In a California hospital, a two year old boy is found not breathing and his fingernail beds are turning blue. His mother can hear the code blue being called from the adjacent room where her son was to have an MRI of his left wrist. She runs into the room and sees the frantic staff vigorously performing CPR on his tiny body. They finally get a pulse but not until after severe permanent brain damage is done.

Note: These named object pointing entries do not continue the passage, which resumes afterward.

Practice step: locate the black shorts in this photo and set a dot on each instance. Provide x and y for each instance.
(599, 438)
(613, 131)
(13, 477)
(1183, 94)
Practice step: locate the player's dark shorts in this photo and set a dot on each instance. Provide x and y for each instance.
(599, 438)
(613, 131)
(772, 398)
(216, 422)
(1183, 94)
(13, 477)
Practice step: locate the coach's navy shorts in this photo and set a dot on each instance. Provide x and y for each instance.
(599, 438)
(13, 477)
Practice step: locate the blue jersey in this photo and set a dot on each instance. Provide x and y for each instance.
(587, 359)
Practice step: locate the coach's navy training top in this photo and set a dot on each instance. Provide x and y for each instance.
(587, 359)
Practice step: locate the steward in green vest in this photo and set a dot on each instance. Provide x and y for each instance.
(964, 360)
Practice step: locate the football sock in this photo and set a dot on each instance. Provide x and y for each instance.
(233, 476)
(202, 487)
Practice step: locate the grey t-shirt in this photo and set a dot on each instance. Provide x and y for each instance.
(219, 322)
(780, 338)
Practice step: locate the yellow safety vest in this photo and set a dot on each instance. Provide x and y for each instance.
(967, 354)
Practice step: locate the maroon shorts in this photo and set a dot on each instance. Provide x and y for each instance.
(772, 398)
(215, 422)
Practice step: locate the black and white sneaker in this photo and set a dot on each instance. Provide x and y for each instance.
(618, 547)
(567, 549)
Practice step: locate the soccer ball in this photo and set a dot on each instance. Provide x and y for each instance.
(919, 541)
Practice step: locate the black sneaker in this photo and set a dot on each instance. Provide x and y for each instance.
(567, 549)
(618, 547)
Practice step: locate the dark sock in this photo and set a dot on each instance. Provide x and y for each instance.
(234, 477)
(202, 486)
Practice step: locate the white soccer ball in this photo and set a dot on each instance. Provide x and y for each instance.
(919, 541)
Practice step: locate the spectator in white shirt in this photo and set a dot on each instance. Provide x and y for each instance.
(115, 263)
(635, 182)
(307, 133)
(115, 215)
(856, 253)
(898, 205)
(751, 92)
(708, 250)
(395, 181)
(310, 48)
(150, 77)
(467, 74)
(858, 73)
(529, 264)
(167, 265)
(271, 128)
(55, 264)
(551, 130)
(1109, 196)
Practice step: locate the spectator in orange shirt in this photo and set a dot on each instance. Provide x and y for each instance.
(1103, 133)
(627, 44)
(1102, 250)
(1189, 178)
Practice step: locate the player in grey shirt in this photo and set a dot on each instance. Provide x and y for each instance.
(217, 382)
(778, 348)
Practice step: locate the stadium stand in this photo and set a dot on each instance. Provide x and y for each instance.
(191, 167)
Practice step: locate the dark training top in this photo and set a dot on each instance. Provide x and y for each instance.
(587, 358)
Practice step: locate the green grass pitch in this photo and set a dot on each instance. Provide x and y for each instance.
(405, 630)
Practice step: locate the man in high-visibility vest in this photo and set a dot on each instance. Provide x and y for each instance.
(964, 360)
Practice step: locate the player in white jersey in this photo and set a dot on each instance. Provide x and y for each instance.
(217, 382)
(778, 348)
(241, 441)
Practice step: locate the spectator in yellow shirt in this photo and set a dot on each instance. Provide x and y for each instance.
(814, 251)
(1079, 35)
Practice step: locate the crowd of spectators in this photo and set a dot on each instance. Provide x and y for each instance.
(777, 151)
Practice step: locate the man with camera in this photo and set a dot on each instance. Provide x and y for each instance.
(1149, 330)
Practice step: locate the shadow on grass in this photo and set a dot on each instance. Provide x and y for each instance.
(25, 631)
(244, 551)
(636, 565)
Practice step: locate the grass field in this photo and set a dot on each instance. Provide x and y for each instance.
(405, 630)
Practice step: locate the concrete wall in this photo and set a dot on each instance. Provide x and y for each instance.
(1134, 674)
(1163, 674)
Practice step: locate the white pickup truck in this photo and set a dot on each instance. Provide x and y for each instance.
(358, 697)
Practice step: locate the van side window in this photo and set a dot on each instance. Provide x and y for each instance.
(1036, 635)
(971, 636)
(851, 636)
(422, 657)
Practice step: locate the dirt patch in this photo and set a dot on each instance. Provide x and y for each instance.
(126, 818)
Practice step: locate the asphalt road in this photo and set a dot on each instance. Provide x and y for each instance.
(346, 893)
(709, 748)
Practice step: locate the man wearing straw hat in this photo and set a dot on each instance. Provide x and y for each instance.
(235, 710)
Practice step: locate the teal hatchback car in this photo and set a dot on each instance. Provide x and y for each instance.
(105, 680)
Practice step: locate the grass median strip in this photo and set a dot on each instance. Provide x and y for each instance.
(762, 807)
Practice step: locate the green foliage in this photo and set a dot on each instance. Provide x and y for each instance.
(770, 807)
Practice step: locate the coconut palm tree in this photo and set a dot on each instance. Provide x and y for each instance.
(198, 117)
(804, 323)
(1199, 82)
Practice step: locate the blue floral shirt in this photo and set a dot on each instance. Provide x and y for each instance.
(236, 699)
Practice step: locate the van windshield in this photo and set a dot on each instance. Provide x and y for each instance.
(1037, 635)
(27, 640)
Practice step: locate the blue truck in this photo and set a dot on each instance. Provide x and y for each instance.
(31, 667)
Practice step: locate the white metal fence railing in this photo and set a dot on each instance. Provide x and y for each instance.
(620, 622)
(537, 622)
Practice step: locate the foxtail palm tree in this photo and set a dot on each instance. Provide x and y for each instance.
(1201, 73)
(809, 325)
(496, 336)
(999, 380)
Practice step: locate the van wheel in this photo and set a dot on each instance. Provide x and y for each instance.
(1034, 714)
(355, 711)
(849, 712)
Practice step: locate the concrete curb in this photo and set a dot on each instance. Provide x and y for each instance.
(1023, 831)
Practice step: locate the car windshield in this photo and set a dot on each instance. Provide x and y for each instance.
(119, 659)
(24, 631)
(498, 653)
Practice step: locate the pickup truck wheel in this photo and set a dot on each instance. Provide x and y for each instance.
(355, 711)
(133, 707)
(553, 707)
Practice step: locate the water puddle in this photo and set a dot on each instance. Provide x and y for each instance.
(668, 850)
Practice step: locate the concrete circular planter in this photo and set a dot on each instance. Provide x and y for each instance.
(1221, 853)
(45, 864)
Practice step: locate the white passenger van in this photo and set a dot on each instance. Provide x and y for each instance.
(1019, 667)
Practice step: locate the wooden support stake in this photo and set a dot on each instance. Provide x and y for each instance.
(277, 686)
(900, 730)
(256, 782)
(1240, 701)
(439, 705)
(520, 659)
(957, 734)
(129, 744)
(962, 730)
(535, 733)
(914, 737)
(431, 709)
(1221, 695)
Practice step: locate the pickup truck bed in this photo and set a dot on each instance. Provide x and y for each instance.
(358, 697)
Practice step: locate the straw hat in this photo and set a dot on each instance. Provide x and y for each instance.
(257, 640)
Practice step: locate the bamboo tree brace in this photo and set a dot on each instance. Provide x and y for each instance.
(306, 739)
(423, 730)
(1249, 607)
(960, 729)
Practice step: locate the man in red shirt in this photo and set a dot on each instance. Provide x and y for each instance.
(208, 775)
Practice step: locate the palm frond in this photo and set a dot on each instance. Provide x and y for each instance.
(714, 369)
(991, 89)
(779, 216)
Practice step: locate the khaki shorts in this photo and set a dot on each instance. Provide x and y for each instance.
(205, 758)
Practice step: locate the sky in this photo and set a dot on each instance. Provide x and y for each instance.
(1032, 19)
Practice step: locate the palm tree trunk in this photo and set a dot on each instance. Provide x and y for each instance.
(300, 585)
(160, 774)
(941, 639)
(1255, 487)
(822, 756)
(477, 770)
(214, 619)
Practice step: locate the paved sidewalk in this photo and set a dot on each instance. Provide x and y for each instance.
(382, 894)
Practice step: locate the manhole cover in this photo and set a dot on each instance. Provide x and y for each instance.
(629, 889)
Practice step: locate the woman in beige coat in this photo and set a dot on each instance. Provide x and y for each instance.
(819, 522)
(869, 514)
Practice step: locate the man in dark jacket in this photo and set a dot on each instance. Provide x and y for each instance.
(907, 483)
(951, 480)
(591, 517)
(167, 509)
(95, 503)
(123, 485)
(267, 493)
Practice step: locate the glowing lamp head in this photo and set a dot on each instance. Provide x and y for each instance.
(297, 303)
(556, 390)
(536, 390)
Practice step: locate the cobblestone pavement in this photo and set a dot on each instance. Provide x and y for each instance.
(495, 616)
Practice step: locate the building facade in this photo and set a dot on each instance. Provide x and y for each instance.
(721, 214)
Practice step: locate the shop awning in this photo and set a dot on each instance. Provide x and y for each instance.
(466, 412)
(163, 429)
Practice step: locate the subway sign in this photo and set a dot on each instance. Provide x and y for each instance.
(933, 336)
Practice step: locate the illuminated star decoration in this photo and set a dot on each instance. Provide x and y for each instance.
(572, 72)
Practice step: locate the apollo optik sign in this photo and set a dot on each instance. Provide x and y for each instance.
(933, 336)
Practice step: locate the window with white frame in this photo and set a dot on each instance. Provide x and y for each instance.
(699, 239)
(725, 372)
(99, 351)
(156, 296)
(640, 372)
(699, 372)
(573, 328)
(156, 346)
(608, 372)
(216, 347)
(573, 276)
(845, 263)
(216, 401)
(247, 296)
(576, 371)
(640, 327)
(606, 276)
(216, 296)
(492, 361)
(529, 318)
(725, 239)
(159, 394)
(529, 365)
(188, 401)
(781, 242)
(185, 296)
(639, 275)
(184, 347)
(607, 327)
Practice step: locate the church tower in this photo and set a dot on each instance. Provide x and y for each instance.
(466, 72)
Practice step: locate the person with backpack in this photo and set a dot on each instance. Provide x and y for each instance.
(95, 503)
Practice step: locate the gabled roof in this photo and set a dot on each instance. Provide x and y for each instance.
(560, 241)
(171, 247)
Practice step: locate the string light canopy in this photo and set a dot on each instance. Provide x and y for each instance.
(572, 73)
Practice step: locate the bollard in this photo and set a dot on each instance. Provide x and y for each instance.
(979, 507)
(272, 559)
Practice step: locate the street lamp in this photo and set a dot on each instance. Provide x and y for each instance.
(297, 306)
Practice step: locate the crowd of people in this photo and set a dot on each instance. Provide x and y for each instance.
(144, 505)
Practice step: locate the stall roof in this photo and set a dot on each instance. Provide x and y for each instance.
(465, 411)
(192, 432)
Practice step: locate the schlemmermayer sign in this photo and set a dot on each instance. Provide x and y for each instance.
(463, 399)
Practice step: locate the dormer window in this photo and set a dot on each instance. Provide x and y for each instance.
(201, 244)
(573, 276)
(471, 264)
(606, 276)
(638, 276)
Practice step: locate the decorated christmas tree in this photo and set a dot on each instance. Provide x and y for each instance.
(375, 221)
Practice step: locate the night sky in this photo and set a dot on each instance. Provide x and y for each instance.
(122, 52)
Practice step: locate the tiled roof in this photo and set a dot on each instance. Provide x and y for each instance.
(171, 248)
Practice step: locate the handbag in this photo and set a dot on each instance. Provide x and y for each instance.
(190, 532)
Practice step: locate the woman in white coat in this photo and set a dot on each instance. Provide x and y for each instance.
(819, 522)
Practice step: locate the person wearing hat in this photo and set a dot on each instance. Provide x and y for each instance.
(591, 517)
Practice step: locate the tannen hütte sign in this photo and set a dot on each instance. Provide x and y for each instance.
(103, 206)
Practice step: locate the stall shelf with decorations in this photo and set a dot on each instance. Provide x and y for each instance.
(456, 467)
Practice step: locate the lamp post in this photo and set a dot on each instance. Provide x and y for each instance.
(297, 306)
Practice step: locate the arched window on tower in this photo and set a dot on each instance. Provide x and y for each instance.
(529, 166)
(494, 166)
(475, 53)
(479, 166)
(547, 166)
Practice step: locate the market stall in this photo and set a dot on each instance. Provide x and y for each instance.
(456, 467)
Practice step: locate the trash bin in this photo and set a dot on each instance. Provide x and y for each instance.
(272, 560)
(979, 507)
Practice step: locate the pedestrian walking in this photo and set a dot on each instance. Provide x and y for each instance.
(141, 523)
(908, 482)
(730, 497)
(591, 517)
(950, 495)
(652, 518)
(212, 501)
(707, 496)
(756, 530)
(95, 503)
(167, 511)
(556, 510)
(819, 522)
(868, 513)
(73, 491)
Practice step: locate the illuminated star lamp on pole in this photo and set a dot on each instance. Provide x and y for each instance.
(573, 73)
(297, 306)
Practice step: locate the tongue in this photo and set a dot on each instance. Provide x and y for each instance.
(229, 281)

It turns out, he was negligently given an overdose of anesthesia because the doctor thought when the nurse told him the boy’s weight was 29, that she meant 29 kilograms, (64 pounds), but the nurse actually meant he weighed 29 pounds. The doctor wound up giving him too much anesthesia based on the mistake regarding his weight. [The failure to uniformly use the metric system in American hospitals is a topic for another day].

 

Today, twenty-two years after the critical error he still cannot walk nor talk. In 1999 a jury awarded him the maximum amount of recovery allowed by law for his past and future pain and suffering, $250,000.00. Yes, you read that right, Two Hundred and Fifty Thousand Dollars.  (I did not accidentally leave off some zeros). That law, signed by Governor Jerry Brown, went into effect in 1975 and is still in effect today, 42 years later.

 

In 1975 the average home in Orange County cost $34,000.00. Today it costs 27 times that, $934,000.00. There was no cost of living increase built into that law, commonly referred to as the Medical Insurance Crisis Act, (MICRA).

 

The real crisis is that the law protects the insurance companies and abandons the victim. It is not the insurance companies that need help. The Doctors Company has more than $4 billion in assets and $1.8 billion in member surplus—the strongest of any national physician-owned medical liability carrier.

 

You may think you will never be a victim of medical malpractice so you do not concern yourself with this archaic law. But “medical errors” in hospitals and other health-care facilities are incredibly common and may now be the third-leading cause of death in the United States — claiming 251,000 lives every year, more than respiratory disease, accidents, stroke and Alzheimer’s. The likelihood of you or your family becoming a victim of medical negligence is more likely than not.

In November 2016 California Proposition 46 was rejected by the California voters.  The insurance industry spent millions of dollars on TV and radio ad campaigns advising the voters that passing this proposition would be devastating to the public. However, The initiative would have:

  • Increased the state’s cap on non-economic damages, (pain and suffering),  that can be assessed in medical negligence lawsuits to over $1 million from the current cap of $250,000.
  • Required drug and alcohol testing of doctors and reporting of positive tests to the California Medical Board.
  • Required the California Medical Board to suspend doctors pending investigation of positive tests and take disciplinary action if the doctor was found impaired while on duty.
  • Required health care practitioners to report any doctor suspected of drug or alcohol impairment or medical negligence.
  • Required health care practitioners to consult the state prescription drug history database before prescribing certain controlled substances.

 

It is very difficult to see how these changes would have been devastating to the public, however, it is clear to see how beneficial it was for the doctors and their insurance companies to defeat this long overdue needed change to a 42 year old law.

 

With hope, and your voice, we can change this law.  Contact your local State representative and let him or her know it is their duty to protect their constituents by amending MICRA because the real insurance crisis is the lack of victim’s rights.